Bhutan, as you might know, is a country that strives to practice and measure Gross National Happiness, with education being one of nine identified spheres that contributes to the collective goal of achieving happiness. Eight Canadian teachers are traveling to Bhutan (through the facility of The Bhutan Canada Foundation) to work with local educators to help facilitate the transition to a newly reformed, child-centred curriculum that stresses interactive teaching pedagogies.

I imagine that children in Bhutan have many venues in which to learn meditation, but I’m keen to teach meditation to students (as I understand it from 20 years of practice) at an age-appropriate level, and help them to apply the skills of attention and focus to their studies. I'm curious to discover if children in Bhutan are less afflicted with problems associated with "attention deficits" than are some of the children in the classrooms where I did my practice teaching in Toronto. I was encouraged to uncover a reference to teaching meditation in schools as a fundamental organ for increasing gross national happiness.† I suspect the fear of stirring up a religious hornet’s nest or—more likely—a non-appreciation of meditation practice has prevented western educators from perceiving the benefits of inner practice, whereas in Bhutan meditation would seem a natural fit. I'll let you know how / when / if this experiment proceeds!

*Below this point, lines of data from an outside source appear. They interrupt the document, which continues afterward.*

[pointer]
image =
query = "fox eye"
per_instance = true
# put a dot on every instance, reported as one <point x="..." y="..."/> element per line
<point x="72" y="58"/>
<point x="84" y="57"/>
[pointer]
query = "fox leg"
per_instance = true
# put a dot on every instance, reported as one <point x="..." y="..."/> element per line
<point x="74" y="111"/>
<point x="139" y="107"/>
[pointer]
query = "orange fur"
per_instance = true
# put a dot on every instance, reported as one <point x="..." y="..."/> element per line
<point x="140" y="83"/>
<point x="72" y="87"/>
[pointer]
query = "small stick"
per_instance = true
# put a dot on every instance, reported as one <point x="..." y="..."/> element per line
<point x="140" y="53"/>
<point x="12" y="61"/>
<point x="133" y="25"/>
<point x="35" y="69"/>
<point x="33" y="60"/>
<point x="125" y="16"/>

†“Role of Meditation in Achieving Gross National Happiness” by Khenpo Phuntsok Tashi, a conference paper included in the Fourth International Conference on Gross National Happiness held in Thimphu, Bhutan presented by The Centre for Bhutan Studies in November, 2008. http://www.bhutanstudies.org.bt/admin/pubFiles/19.GNH4.pdf

See also: Proceedings of the Fourth International Conference on Gross National Happiness held in Bhutan, November 24-26, 2008 http://www.bhutanstudies.org.bt/main/gnh4.php

Saturday, January 2, 2010

Say Yes to Bhutan

© The Globe And Mail, January 2, 2010: "There was a time not too long ago when Bhutan had no currency, no phones and no electricity. Until 1972, outsiders weren't allowed into the tiny Himalayan kingdom. But times have changed, and despite its isolated locale and seemingly archaic practices, Bhutan is now welcoming foreigners in its own way. Measures are in place to avoid overcrowding and to attract the “right crowd”. This is not a place for budget travellers: Visitors have to pay a minimum of $200 U.S. per day, and sightseeing excursions are limited to guided visits to stunningly positioned Buddhist temples – the Tiger's Nest Monastery hangs on a sheer rock face – and mountain hikes like the Jhomolhari Trek, which passes through remote villages. In the end, it's a small price to pay to visit the happiest country in the world, where people value Gross National Happiness over Gross National Product."